By remembering her grandfather's love of the old stories, she arrives at the communal if not absolute truth that she is Yellow Woman. At one point, she wonders "if Yellow Woman had known who she was…. Maybe she'd had another name that her husband and relatives called her so that only the ka'tsina from the north and the storytellers would know her as Yellow Woman" (55). Throughout the story, she refers to Silva and her husband, Al, by name, but she has none, other than Yellow Woman. Now, the name seems truly hers.

After Silva's encounter with the white rancher and her forced flight back home, she finds the wilted willow leaves and yearns for Silva, but knows that she cannot go back at this time. She says, "And I told myself, because I believe it, he will come back sometime and be waiting again by the river" (62).

As she approaches the screen door of her home, and as she smells supper cooking and hears her mother and grandmother discussing Jello preparation, she decides "to tell them that some Navajo had kidnapped me, but I was sorry that old Grandpa wasn't alive to hear my story because it was the Yellow Woman stories he liked to tell best" (62). Despite confrontation with the ordinary and tangible kinds of things she yearned for earlier to help her get a grip on "reality," she realizes now her place in the story. She understands, though, that only old Grandpa could have understood through his knowledge and understanding of the storytelling traditions, traditions that transcend time.

Silko has written that the Pueblo perspective is "concerned with including the whole of creation and the whole of history and time" (Silko, "Language" 54). People and animals and landscape are part of each other; past and present are part of each other. There is no separation between story reality and "real" reality; they are parts of the whole. And, indeed, years from now people will talk about Silva and Yellow Woman, back then when those things happened.

 

WORKS CITED

Allen, Paula Gunn. "Kochinnenako in Academe: Three Approaches to Interpreting a Keres Indian Tale." The Sacred Hoop: Recovering the Feminine in American Indian Traditions. Boston: Beacon Press, 1986. 222-244.

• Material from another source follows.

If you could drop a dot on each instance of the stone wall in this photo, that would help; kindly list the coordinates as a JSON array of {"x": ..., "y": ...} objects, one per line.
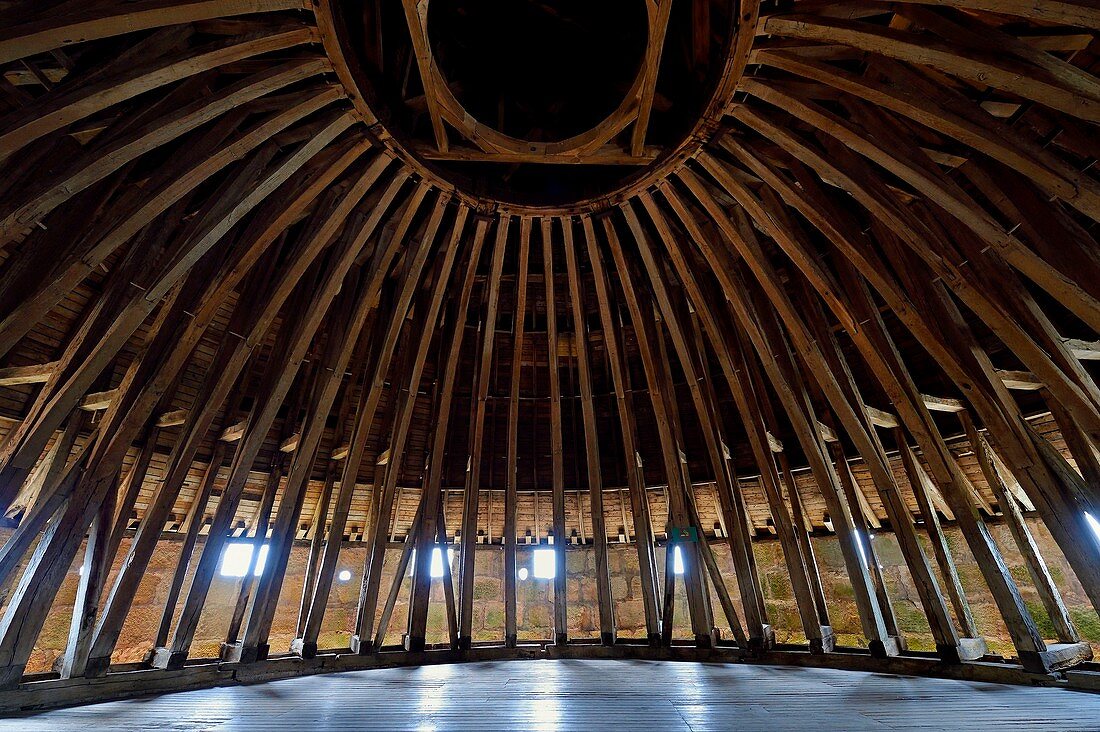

Barnes, Kim. "A Leslie Marmon Silko Interview." The Journal of Ethnic Studies. 13.4 (Winter 1986): 83-106.

Parsons, Elsie Clews. Pueblo Indian Religion. 4 Vols. Chicago: U of Chicago, 1939; rpt. 1974.

Silko, Leslie Marmon. "Landscape, History, and the Pueblo Imagination." Antaeus 57 (Autumn 1986): 83-94.

____. "Language and Literature From a Pueblo Indian Perspective." English Literature: Opening Up the Canon. Ed. Leslie A. Fiedler and Houston A. Baker, Jr. Baltimore: Johns Hopkins UP, 1981. 54-72.

____. "Yellow Woman." Storyteller. New York: Little, Brown, 1981. 54-62.

Smith, Patricia Clark, with Paula Gunn Allen. "Earthy Relations, Carnal Knowledge: Southwestern American Indian Women Writers and Landscape." The Desert Is No Lady: Southwestern Landscapes in Women's Writing and Art. Ed. Vera Norwood and Janice Monk. New Haven, Conn.: Yale UP, 1987. 174-196.

Swan, Edith. "Laguna Symbolic Geography and Silko's Ceremony." American Indian Quarterly 12.3 (Summer 1988): 229-249.

Thompson, Joan. "Yellow Woman, Old and New: Oral Tradition and Leslie Marmon Silko's Storyteller." Wicazo SA Review 5.2 (Fall 1989): 22-25.

Tyler, Hamilton. Pueblo Animals and Birds. Norman, OK: U of Oklahoma P, 1964.

____. Pueblo Gods and Myths. Norman, OK: U of Oklahoma P, 1964.